Yesterday, Coin Edition reported the interaction between the CEO of FTX crypto exchange, Sam Bankman-Fried, and the crypto community when it complained that the business has deliberately refused to list the Cardano native token ADA.

The CEO provided satisfactory explanations for the FTX exchange not listing ADA among tradable assets until now. However, today, the Cardano community is divided on what may ensue after the FTX exchange ultimately lists ADA.

Popular crypto Youtuber, Ben Armstrong, argued that the Cardano community should be less worried about FTX’s listing of ADA. Instead, it should be more concerned about FTX force liquidating all the ADA tokens from the bankrupt crypto lender Voyager when the exchange officially takes over the lender.

The founder of the ADA blockchain, Charles Hoskinson, commented that If FTX lists Cardano, accounts holding ADA from the bankrupt lender will not face liquidation. Hoskinson added that he would be furious to hear about a forced liquidation.

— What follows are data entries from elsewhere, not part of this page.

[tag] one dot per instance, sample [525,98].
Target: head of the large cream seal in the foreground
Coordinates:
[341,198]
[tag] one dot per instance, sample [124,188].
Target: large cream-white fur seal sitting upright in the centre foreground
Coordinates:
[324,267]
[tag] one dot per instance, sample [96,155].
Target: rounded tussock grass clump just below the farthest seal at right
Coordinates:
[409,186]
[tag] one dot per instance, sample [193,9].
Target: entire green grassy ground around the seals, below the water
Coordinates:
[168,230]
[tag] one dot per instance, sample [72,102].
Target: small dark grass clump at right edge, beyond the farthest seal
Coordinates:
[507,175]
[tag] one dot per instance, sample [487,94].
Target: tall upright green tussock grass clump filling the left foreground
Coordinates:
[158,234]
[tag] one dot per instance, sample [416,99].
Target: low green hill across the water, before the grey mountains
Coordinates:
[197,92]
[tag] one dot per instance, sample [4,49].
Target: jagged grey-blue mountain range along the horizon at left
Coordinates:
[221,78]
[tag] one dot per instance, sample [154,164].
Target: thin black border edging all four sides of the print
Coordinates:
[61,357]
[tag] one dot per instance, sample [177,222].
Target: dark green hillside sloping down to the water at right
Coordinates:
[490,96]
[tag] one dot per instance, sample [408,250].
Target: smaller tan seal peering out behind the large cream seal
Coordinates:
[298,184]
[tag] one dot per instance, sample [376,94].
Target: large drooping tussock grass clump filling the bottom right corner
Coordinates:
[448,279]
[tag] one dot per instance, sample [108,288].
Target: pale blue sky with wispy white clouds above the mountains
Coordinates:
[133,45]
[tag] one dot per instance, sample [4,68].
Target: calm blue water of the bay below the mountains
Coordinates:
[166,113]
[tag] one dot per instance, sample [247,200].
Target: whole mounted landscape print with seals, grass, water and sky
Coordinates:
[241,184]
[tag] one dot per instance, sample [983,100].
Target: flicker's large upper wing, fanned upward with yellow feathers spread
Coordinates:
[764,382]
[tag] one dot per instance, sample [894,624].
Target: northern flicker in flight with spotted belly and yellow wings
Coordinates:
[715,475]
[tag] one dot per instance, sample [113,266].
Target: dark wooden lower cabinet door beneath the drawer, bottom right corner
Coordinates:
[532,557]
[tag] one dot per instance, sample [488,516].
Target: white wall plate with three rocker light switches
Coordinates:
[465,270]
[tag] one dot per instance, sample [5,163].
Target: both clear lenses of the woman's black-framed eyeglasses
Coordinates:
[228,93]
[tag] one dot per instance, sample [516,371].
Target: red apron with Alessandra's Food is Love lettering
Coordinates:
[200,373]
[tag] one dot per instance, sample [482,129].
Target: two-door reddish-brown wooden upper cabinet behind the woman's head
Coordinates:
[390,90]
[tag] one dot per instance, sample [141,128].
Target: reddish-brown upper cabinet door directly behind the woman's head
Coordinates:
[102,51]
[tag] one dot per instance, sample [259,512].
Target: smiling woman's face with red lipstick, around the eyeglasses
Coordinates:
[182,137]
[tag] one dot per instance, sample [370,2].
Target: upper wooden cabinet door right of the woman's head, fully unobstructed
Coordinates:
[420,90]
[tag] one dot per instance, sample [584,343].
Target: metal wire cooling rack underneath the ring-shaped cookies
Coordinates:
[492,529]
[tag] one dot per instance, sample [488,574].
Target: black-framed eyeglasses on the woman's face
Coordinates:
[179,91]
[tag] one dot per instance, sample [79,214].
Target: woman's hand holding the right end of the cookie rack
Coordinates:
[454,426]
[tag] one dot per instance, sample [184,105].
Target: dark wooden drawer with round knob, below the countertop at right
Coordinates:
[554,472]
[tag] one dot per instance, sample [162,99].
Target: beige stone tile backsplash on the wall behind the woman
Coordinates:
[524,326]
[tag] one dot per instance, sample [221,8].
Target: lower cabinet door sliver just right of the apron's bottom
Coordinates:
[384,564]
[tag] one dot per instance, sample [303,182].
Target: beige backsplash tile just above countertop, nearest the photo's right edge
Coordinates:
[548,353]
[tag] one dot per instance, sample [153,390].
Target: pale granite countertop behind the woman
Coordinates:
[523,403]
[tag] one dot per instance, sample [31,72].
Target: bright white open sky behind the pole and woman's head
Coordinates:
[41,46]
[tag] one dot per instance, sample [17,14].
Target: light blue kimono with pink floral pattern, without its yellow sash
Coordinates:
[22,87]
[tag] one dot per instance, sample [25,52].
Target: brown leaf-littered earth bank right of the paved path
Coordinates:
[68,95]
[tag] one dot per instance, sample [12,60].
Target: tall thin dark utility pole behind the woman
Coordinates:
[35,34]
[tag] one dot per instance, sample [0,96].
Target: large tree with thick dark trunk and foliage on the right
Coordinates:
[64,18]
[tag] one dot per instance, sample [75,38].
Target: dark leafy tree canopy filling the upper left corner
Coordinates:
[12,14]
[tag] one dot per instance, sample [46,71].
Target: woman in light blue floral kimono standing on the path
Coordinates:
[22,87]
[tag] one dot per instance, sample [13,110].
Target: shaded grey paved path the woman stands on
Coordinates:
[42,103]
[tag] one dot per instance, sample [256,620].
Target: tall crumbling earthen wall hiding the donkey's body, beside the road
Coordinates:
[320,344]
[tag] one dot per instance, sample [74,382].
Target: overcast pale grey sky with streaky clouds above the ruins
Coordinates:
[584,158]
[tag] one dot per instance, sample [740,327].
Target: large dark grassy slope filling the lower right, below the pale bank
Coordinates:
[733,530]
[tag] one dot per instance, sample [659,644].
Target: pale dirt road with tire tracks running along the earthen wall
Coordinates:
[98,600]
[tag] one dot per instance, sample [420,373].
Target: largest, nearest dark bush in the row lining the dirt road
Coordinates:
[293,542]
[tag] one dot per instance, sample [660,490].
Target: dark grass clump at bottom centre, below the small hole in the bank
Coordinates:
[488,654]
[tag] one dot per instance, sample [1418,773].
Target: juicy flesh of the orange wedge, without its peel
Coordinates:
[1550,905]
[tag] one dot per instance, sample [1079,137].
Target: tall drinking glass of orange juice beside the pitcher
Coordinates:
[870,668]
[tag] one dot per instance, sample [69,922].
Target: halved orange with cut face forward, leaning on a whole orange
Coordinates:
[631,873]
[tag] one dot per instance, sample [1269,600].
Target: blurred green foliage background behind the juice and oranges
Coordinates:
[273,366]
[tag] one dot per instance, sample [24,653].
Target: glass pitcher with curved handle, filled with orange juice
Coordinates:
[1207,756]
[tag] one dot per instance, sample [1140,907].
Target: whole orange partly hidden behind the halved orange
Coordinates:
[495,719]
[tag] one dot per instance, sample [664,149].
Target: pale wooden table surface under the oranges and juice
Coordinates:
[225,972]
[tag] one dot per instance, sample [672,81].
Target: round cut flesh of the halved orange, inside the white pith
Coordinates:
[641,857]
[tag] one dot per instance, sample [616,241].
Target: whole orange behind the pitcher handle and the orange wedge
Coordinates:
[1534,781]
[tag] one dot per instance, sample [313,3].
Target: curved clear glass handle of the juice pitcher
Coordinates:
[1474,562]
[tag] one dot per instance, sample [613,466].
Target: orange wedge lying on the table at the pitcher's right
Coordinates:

Notably, the US arm of the FTX exchange, FTX.US, won the highest bid for the assets of the embattled lender Voyager last month in a highly competitive auction process. FTX bid approximately $1.422 billion, comprising the fair market value of all Voyager cryptocurrencies at a to-be-determined date.

While the crypto community worries that FTX may liquidate ADA tokens, a report on Bloomberg suggested that FTX.US proposed a recovery plan to restore around 72% cash of Voyager’s customers.

In other news, ADA remains the fifth largest crypto with a market cap of over $12 billion. It currently trades at $0.3598, with a 3% loss in the last seven days.